J’avais fini par rêver d’une critique littéraire qui ne se soucierait de défendre que des livres vieux de plus de dix ans, et dont les chroniqueurs ne chercheraient pas, d'abord, à retrouver le texte mais qu'ils évoqueraient de mémoire. La critique littéraire, telle qu'elle se pratique, parle de vins qui n’ont pas vieilli. Il y avait bien Bernard Frank pour déroger à cette règle, avec les chroniques hebdomadaires qu’il publiait dans Le Nouvel Observateur, mais qui après lui pouvait se le permettre ? Or, un roman n’est pas fait pour les quelques heures que vous consacrez à le lire, mais pour toutes les années qui suivront, où son souvenir vous accompagnera. Où il vous apportera quelque consolation. Où il vous soignera comme un remède, une herbe médicinale.
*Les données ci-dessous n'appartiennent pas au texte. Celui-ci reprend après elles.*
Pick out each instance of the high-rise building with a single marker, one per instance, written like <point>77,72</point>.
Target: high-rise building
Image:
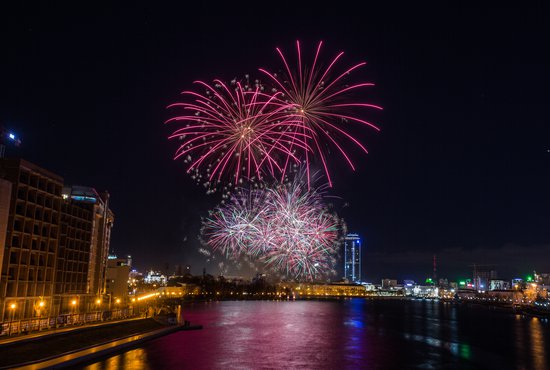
<point>118,273</point>
<point>352,258</point>
<point>100,225</point>
<point>32,238</point>
<point>49,239</point>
L'important est de savoir comment il va vieillir dans le tonneau de votre mémoire, et se transformer. À quoi il donnera lieu. Quels liens il va nouer avec d'autres livres, avec des films et de la musique. Quelle place il occupera dans les méandres de votre inconscient. Et cela, vous ne pouvez pas le deviner à la première lecture.

Tous les arts sont des arts funéraires. Si la littérature est un art, comme tous les autres arts, elle pour principale vocation de vaincre la mort. Paul Verlaine a écrit, en quelques minutes seulement, en prison, avec, on imagine, un bout de crayon sur du mauvais papier, des poèmes qu’on relira aussi longtemps que quelqu’un saura lire le français ; et beaucoup apprendront encore le français dans le seul but de pouvoir lire ces textes. Vous avez lu Les Indes noires, de Jules Verne, quand vous aviez vingt ans. Cela vous aura pris quelques heures, mais qu’en reste-t-il dix ans, vingt ans plus tard ? Voudrez-vous le relire, et si c’est le cas, qu’est-ce qui vous poussera à le faire ? Il y a fort à parier que ce ne sera pas l’histoire. Après dix ans, tout le monde se moque de l'histoire. Tout le monde l'a oubliée. Elle est le chemin au gré duquel l'auteur vous a promené dans des lieux (dans ce cas, les houillères écossaises), une lanterne à la main, et où vous l’avez suivi, toujours dans le noir. Mais le chemin importe peu ; celui-ci ou un autre ; l’important est ce que vous avez vu, à l’occasion de ce parcours, ou ce que vous avez cru voir. Un roman raconte toujours l’exploration d’un monde alternatif, dont on avait trouvé l’entrée, comme celle d’une grotte, gardée par une sirène, dans lequel on avait pénétré un peu par hasard, et d’où, après maintes péripéties, au prix de mille ruses, on parvient à s’enfuir, ou dont on est exclu. Et, dans les replis de ce monde, le plus important, ce qui marquera le mieux votre imagination, n’est pas forcément le plus original. L’impression forte est au contraire celle d’y reconnaître un lieu ; à l’intérieur de ce lieu, parfois, de reconnaître un visage. D’abord, à la première lecture, on est passé devant comme si on ne voulait pas le voir ; le récit, le plus souvent, attire notre attention ailleurs, sur des questions compliquées, sur des recherches d’indices, par exemple, dans les romans policiers, sur des raisonnements prétendument logiques, qu’on aura vite fait d’oublier une fois le livre refermé ; et alors seulement, on reverra le lieu, on reconnaîtra le visage, le rire de la Méduse, déjà entrevu ailleurs, dans d’autres romans, peut-être dans la vie ; un visage qui est celui de notre propre désir ou celui de nos peurs.